Dec 24th, 2022–Dec 25th, 2022

Alpine
Natural and human triggered avalanches likely.
Treeline
Natural and human triggered avalanches likely.
Below Treeline
Natural avalanches possible, human triggered probable.
Alpine
Natural and human triggered avalanches likely.
Treeline
Natural and human triggered avalanches likely.
Below Treeline
Natural avalanches possible, human triggered probable.
Alpine
Natural and human triggered avalanches likely.
Treeline
Natural avalanches possible, human triggered probable.
Below Treeline
Natural avalanches possible, human triggered probable.

Regions

North Columbia, South Columbia, Blue River, Premier, Clemina, Esplanade, Jordan, North Monashee, North Selkirk, West Purcell, Badshot-Battle, Central Selkirk, Goat, Gold, Whatshan.
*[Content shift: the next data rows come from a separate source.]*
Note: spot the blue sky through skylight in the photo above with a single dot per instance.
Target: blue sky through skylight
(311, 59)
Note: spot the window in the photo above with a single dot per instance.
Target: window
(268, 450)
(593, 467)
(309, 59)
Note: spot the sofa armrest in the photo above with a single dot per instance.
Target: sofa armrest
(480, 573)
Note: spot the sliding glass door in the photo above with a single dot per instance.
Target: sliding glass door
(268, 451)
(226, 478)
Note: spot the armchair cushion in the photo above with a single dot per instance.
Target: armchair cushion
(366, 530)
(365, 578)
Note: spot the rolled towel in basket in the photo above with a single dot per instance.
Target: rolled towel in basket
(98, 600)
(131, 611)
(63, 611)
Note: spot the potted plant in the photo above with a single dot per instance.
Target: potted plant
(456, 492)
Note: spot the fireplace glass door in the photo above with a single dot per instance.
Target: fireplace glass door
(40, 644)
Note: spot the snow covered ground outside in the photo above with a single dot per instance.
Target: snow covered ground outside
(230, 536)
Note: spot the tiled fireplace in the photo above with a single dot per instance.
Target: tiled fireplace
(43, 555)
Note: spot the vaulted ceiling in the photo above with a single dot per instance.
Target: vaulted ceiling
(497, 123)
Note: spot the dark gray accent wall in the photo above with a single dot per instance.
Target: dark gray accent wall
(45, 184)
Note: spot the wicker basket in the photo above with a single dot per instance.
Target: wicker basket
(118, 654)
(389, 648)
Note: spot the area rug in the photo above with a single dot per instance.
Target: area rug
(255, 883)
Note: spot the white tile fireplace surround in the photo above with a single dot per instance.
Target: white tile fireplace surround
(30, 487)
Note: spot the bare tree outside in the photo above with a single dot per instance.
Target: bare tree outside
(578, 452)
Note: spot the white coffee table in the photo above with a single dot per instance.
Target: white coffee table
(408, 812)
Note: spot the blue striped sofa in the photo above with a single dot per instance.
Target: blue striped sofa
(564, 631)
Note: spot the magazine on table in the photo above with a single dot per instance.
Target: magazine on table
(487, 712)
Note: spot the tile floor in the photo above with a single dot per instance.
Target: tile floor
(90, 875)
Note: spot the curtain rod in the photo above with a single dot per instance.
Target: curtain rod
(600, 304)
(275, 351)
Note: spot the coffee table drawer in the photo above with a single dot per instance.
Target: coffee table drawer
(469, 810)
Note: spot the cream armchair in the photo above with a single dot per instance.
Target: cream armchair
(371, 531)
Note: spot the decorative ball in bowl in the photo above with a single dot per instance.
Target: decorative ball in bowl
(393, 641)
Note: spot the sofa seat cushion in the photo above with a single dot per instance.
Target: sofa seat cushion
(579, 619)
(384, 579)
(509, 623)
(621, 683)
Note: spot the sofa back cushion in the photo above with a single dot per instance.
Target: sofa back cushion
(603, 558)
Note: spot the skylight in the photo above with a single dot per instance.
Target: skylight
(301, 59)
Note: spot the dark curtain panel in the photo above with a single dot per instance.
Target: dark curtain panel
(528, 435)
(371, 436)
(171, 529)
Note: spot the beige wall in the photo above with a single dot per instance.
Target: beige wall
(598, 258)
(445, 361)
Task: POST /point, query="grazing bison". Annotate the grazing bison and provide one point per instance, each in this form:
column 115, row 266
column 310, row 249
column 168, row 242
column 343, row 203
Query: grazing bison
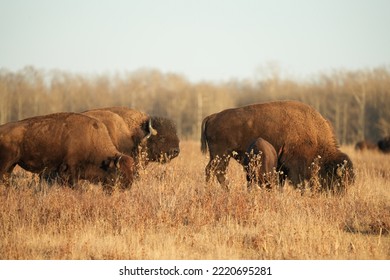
column 365, row 145
column 132, row 129
column 69, row 145
column 260, row 161
column 302, row 132
column 384, row 144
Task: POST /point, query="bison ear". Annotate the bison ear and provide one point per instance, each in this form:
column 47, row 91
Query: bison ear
column 117, row 161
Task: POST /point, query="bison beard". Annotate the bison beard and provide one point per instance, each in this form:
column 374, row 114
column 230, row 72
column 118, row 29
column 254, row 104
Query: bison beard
column 303, row 134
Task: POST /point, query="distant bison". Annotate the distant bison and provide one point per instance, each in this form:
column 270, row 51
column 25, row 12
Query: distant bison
column 365, row 145
column 260, row 162
column 134, row 132
column 302, row 132
column 384, row 144
column 69, row 145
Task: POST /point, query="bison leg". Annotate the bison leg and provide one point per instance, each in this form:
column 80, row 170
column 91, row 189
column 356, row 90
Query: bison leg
column 217, row 167
column 5, row 174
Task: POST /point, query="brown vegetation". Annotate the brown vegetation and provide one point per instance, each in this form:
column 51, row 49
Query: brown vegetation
column 170, row 213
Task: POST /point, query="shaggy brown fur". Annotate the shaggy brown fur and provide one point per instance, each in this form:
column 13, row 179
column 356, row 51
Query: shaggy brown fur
column 384, row 144
column 302, row 132
column 160, row 147
column 73, row 146
column 260, row 161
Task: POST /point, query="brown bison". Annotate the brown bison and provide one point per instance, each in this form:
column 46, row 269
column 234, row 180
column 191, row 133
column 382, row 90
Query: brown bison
column 384, row 144
column 365, row 145
column 134, row 132
column 72, row 146
column 302, row 132
column 260, row 162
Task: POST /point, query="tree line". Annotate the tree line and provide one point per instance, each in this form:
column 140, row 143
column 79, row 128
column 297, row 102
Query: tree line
column 356, row 102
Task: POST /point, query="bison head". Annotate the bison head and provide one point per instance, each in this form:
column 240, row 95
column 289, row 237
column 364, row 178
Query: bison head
column 161, row 140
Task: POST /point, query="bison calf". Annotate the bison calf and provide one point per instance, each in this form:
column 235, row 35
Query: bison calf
column 260, row 162
column 72, row 146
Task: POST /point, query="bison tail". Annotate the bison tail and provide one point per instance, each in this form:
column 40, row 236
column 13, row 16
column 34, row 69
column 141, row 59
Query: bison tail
column 203, row 139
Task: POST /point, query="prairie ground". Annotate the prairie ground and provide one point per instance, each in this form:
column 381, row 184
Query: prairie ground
column 171, row 213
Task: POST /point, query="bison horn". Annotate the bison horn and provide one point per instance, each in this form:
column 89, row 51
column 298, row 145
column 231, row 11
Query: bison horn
column 152, row 131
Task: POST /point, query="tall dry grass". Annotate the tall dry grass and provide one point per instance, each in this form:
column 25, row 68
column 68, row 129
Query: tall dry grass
column 170, row 213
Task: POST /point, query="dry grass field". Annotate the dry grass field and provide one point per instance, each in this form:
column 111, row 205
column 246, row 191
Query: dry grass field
column 170, row 213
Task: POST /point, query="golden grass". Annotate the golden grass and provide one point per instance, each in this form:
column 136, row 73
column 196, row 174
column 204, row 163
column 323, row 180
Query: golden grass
column 170, row 213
Accumulating snow and wind continue to produce slabs primed to avalanche.

Keep terrain choices conservative and give the snow time to settle.

Confidence

Moderate

Avalanche Summary

Since early Saturday morning, there have been numerous reports and observations of widespread natural and human-triggered avalanche activity. This has been from storm slabs, wind slabs, and loose dry avalanches.

Snowpack Summary

Between Friday to Sunday morning, up to 60 cm of snow may have accumulated. Storm slabs are likely to form as the air temperature warms. The new snow may not bond well to the variety of surfaces that it overlays. These include hard wind-packed snow in exposed alpine, crust on steep sun-exposed slopes, small surface hoar crystals in wind-sheltered areas, and sugary facet crystals in other areas.
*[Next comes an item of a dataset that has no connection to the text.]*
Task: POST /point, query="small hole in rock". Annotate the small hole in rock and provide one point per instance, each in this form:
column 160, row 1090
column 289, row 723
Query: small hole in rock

Numerous other problematic layers exist in the top 40 to 100 cm of the snowpack, consisting of surface hoar, faceted grains, and/or a crust. Avalanches have been most prominent between 1700 and 2200 m and on all aspects. Read our forecaster blog for managing a persistent slab problem.

Weather Summary

Saturday Night

Cloudy, 10 to 20 cm accumulation, 20 to 45 km/h southwest wind, treeline temperatures -8 °C.

Sunday

Cloudy, 5 to 10 cm accumulation, 25 to 35 km/h southwest wind, treeline temperatures -7 to -2 °C.

Monday

Cloudy, 10 to 22 cm accumulation, 25 to 45 km/h south southwest wind, treeline temperatures -5 to 1 °C.

Tuesday

Cloudy, 10 cm accumulation, 25 km/h southeast wind, treeline temperatures -8 to 1 °C.
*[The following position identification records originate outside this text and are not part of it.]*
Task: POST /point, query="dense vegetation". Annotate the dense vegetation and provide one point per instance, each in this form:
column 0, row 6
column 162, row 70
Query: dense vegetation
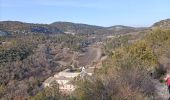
column 27, row 60
column 133, row 64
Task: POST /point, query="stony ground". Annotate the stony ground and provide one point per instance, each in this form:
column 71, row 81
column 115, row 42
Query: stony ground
column 162, row 91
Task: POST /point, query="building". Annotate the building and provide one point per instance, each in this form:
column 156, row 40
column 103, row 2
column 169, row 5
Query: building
column 64, row 79
column 48, row 82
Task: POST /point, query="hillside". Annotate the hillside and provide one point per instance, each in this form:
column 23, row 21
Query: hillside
column 162, row 24
column 25, row 28
column 63, row 27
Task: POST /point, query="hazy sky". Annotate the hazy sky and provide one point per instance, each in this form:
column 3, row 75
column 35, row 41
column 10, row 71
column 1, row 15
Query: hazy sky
column 96, row 12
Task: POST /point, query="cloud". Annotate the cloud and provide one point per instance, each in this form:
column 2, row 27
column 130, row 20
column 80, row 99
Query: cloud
column 71, row 3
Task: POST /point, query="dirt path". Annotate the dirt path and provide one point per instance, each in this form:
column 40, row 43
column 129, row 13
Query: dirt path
column 161, row 90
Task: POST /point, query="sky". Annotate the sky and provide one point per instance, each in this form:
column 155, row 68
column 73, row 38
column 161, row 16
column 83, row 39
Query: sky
column 139, row 13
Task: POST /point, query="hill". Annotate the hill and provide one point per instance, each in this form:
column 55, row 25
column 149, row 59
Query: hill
column 21, row 27
column 162, row 24
column 63, row 27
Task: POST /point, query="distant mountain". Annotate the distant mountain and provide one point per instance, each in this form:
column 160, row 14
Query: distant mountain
column 76, row 28
column 3, row 33
column 20, row 27
column 120, row 29
column 63, row 27
column 162, row 24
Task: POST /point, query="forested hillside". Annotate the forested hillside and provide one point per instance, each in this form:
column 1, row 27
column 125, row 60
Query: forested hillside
column 133, row 62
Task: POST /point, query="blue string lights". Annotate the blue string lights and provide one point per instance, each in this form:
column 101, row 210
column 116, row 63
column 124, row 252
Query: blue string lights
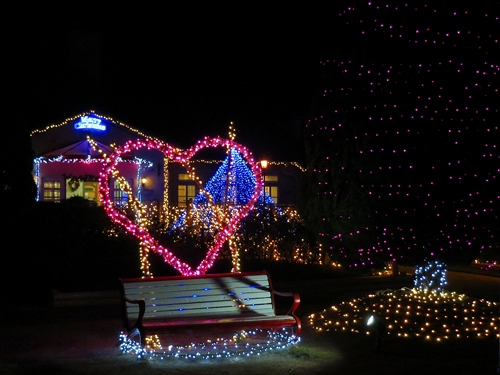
column 243, row 343
column 426, row 311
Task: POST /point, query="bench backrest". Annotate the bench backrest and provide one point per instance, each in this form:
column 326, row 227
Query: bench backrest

More details can be found in the Mountain Weather Forecast.

Terrain and Travel Advice

  • Good day to make conservative terrain choices.
  • Watch for newly formed and reactive wind slabs as you transition into wind affected terrain.
  • Storm slabs in motion may step down to deeper layers resulting in large avalanches.
  • Be especially cautious as you transition into wind affected terrain.

Problems

Storm Slabs

Storm Slab avalanches are the release of a cohesive layer (a slab) of new snow that breaks within new snow or on the old snow surface. Storm-slabs typically last between a few hours and few days (following snowfall). Storm-slabs that form over a persistent weak layer (surface hoar, depth hoar, or near-surface facets) may be termed Persistent Slabs or may develop into Persistent Slabs.

Persistent Slabs

Persistent Slab avalanches are the release of a cohesive layer of snow (a slab) in the middle to upper snowpack, when the bond to an underlying persistent weak layer breaks. Persistent layers include: surface hoar, depth hoar, near-surface facets, or faceted snow. Persistent weak layers can continue to produce avalanches for days, weeks or even months, making them especially dangerous and tricky. As additional snow and wind events build a thicker slab on top of the persistent weak layer, this avalanche problem may develop into a Deep Persistent Slab.